Dalam pandangan Islam, keberadaan naluri seksual (ketertarikan terhadap lawan jenis) merupakan hal yang fitrah. Hanya saja pemenuhannya harus tetap terikat dengan aturan syarak, yaitu melalui pernikahan. Hal ini agar tujuan diciptakannya naluri tersebut, yaitu untuk melestarikan keturunan, dapat terpenuhi secara benar. Dengan begitu, hubungan antara laki-laki dan perempuan yang terjalin di luar pernikahan, haram hukumnya. Seperti pacaran, perzinaan, pemerkosaan dan lain-lain. Siapa pun yang melakukannya berarti melakukan kemaksiatan dan pantas diganjar dengan sanksi yang telah ditetapkan oleh syariat. Di antaranya adalah hukuman rajam bagi pelaku zina yang telah atau pernah menikah dan cambuk bagi yang belum menikah.

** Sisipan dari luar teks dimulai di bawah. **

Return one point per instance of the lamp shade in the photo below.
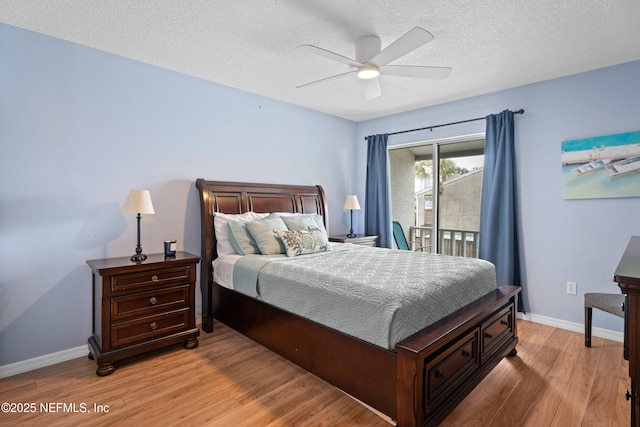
(138, 201)
(351, 202)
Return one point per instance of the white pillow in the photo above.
(263, 232)
(221, 229)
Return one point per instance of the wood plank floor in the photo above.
(231, 381)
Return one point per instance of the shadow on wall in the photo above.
(103, 225)
(65, 301)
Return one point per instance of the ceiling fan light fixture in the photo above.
(368, 71)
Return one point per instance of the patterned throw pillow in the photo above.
(303, 241)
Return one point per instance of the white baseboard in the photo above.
(42, 361)
(572, 326)
(72, 353)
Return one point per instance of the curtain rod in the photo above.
(520, 111)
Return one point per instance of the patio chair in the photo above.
(401, 239)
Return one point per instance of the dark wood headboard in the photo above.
(240, 197)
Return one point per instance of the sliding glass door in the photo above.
(446, 198)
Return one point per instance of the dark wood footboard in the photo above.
(418, 384)
(432, 371)
(440, 365)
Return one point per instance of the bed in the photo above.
(418, 382)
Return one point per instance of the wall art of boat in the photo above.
(624, 167)
(591, 167)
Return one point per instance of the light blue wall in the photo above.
(79, 128)
(562, 240)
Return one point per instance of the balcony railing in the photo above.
(451, 242)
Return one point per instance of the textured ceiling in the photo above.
(251, 44)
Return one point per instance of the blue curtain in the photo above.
(377, 213)
(498, 206)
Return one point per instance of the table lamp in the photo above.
(352, 204)
(138, 201)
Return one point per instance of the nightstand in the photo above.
(141, 306)
(358, 240)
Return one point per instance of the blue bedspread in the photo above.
(378, 295)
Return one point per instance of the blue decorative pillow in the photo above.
(263, 232)
(241, 239)
(303, 241)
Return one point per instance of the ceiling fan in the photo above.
(371, 61)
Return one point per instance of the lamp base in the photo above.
(138, 257)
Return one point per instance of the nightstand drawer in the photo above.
(149, 327)
(150, 279)
(146, 303)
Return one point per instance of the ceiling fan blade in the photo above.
(326, 79)
(410, 41)
(371, 88)
(417, 71)
(329, 55)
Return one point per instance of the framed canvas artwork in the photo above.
(602, 166)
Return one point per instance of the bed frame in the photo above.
(418, 384)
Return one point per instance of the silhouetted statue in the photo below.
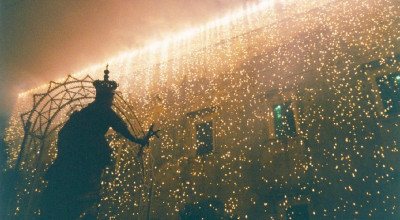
(83, 153)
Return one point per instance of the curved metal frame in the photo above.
(42, 121)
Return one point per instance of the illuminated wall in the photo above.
(293, 96)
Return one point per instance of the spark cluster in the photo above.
(322, 57)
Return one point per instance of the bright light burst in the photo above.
(330, 149)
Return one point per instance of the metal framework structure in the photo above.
(41, 124)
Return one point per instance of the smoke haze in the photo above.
(45, 40)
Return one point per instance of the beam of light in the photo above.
(176, 38)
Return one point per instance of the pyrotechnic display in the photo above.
(282, 109)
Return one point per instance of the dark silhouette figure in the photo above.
(83, 153)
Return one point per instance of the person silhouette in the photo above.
(83, 153)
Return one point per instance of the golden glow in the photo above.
(308, 52)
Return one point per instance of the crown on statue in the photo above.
(105, 86)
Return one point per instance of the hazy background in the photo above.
(43, 40)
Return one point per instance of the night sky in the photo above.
(46, 40)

Hanya saja konsep pergaulan dan sistem sanksi dalam Islam ini baru bisa diberlakukan, bila ada institusi sesuai syariat, yang tegak untuk menerapkannya, yaitu Khilafah. Khilafahlah yang akan menerapkan sistem pergaulan Islam tersebut. Khilafah juga yang akan membangun suasana ruhiyah di tengah umat, dengan melakukan penanaman dan pengokohan akidah serta pemahaman Islam kepada umat. Dengan begitu, setiap individu terbiasa menjadikan Islam sebagai standar dalam berbuat.

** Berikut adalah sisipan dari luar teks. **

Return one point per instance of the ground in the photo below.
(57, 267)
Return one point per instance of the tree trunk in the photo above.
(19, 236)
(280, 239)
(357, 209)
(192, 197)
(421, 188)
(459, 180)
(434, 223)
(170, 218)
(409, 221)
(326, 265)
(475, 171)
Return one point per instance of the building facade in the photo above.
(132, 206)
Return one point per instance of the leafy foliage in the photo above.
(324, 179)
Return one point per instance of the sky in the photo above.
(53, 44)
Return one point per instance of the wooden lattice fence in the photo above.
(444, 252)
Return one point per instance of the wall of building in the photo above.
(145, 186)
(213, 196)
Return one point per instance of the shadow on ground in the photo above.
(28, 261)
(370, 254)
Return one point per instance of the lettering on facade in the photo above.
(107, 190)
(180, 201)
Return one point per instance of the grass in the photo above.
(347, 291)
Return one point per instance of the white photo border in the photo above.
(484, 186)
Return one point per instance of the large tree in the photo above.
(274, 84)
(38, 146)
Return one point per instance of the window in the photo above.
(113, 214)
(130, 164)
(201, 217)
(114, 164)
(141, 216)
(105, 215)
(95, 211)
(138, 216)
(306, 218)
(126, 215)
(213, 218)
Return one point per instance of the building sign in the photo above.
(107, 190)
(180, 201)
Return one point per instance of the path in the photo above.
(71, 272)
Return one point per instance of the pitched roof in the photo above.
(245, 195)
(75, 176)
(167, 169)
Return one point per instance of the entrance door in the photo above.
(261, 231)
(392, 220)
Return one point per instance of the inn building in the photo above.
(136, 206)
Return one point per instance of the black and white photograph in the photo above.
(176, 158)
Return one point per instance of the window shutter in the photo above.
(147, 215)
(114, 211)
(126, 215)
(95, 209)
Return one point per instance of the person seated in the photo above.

Mereka akan menjalankan perbuatan yang diperintahkan oleh syarak dan menjauhi apa saja yang dilarang olehnya. Di sisi lain, umat pun akan terbiasa melakukan amar makruf nahi munkar, sebab ini merupakan bagian dari kewaiban yang dibebankan oleh Allah. Maka, mereka tidak akan membiarkan bila ada individu-individu yang berbuat maksiat karena hal itu akan menajdi bibit kerusakan di tengah masyarakat.

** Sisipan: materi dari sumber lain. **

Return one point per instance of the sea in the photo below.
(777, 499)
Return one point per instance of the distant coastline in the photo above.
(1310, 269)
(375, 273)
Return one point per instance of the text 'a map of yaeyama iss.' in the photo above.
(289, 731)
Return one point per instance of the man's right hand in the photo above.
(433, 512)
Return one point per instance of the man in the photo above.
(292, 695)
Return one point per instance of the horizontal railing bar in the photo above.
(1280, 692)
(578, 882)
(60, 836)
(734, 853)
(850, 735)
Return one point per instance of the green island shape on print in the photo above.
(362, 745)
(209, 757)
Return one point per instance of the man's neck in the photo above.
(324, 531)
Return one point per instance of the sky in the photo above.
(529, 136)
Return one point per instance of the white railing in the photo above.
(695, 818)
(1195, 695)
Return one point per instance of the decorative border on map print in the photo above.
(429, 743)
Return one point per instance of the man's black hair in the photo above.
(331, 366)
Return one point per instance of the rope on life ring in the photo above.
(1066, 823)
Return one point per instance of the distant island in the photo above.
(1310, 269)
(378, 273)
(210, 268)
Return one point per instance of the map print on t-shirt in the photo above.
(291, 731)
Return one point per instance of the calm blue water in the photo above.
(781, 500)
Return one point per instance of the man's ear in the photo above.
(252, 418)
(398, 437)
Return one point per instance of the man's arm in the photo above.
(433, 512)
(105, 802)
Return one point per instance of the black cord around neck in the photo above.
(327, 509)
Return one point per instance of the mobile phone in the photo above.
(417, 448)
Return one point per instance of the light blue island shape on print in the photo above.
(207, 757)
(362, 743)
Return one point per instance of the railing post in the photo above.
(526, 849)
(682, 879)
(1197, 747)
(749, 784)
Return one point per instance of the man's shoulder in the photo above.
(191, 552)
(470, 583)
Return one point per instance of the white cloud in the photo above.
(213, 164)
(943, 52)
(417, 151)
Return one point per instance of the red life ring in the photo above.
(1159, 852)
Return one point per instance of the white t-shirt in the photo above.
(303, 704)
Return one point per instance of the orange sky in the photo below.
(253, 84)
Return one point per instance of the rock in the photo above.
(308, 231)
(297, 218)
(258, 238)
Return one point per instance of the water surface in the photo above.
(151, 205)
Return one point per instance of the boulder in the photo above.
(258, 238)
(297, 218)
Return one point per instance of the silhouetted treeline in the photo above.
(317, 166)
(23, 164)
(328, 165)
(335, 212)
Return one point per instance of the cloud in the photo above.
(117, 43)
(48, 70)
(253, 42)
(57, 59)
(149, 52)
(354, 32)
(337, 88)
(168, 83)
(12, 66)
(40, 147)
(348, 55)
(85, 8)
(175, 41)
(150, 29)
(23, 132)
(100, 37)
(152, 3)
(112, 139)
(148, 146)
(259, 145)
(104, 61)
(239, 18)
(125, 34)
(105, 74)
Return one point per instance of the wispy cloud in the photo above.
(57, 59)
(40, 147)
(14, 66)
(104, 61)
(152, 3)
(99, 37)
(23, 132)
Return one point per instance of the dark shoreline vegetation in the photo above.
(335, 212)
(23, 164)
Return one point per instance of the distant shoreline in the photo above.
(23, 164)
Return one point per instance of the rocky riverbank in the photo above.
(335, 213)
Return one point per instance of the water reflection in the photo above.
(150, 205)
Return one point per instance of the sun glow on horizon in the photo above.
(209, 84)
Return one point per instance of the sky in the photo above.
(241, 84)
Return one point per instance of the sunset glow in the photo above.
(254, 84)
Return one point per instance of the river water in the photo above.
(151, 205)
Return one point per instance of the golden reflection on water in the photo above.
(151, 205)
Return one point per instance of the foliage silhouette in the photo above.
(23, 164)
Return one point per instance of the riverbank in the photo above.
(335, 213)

Khilafah juga akan melarang peredaran konten-konten porno dan ide-ide liberal yang dapat merusak benak umat dalam bentuk apa pun. Sebaliknya media akan dijadikan sebagai wasilah untuk menyebarkan pemikiran Islam yang semakin menguatkan pemahaman umat. Khilafah pun akan menyempurnakan penjagaan terhadap masyarakat dengan menerapkan sanksi tegas bagi para pelaku maksiat.
Inilah solusi hakiki bagi persoalan kekerasan seksual yang kini sangat kronis menimpa negeri ini. Hanya dengan Khilafah kehormatan dan jiwa setiap manusia akan mendapatkan penjagaan yang sesungguhnya. Sebab khilafah benar-benar hadir menjadi junnah bagi umat.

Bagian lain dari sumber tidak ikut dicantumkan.